October 28, 2003
Director of Media Relations
413/542-8417

AMHERST, Mass.- In his new book, Light Disguise ($14, 63 pp., Copper Beech Press, Providence, R.I., 2003), David Sofield, the Samuel Williston Professor of English at Amherst College, offers 30 new poems that "question and re-question their sense of something seen or perhaps of something heard," according to poet Richard Wilbur. Sofield will read from Light Disguise at the Alumni House at Amherst College on Monday, Nov. 17 at 8 p.m., as part of the Creative Writing Center's series of readings.

Light Disguise offers lyrics that explore the dailyness of living, informed by a intelligence that Mary Jo Salter, poet and professor of English at Mount Holyoke College, calls "elegant, erudite, [and] deeply felt." Daniel Hall, poet and writer-in-residence at Amherst says Light Disguise is "as lean and satisfying a book as I've read in years."
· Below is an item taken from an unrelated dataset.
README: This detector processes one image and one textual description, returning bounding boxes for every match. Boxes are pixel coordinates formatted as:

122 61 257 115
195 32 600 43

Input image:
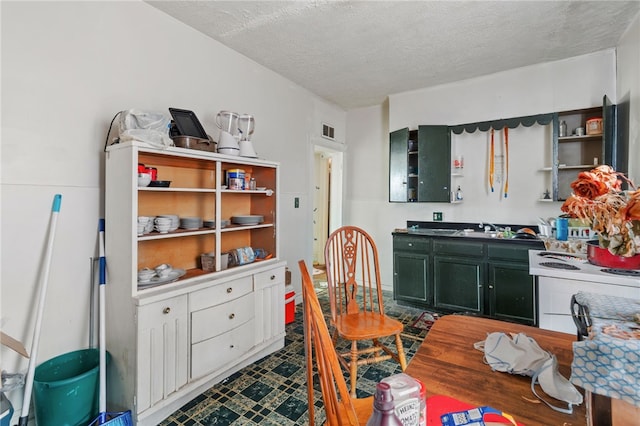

Sofield works comfortably in such traditional forms as the villanelle and sonnet, in couplets and sestets, but also writes long sequences in strict blank verse. As novelist and poet Brad Leithauser, lecturer in humanities at Mount Holyoke College, says, "Unlike so much formal poetry on the scene today, Sofield's work manifests a craftsmanship whose end is not mere deference to tradition or the simple urge to flaunt erudition or expertise; the poems' formal designs are in service to subject matter."

Sofield's poems have appeared in Poetry, The New Yorker, The Yale Review, The New Criterion, Southwest Review and The New Republic. He co-edited Under Criticism (with Herbert F. Tucker, 1998), a collection of critical essays, to which he contributed "Richard Wilbur's 'Lying'."

Sofield has taught English and creative writing at Amherst since 1965. He received a B.A. from Princeton University and M.A. and Ph.D. degrees from Stanford.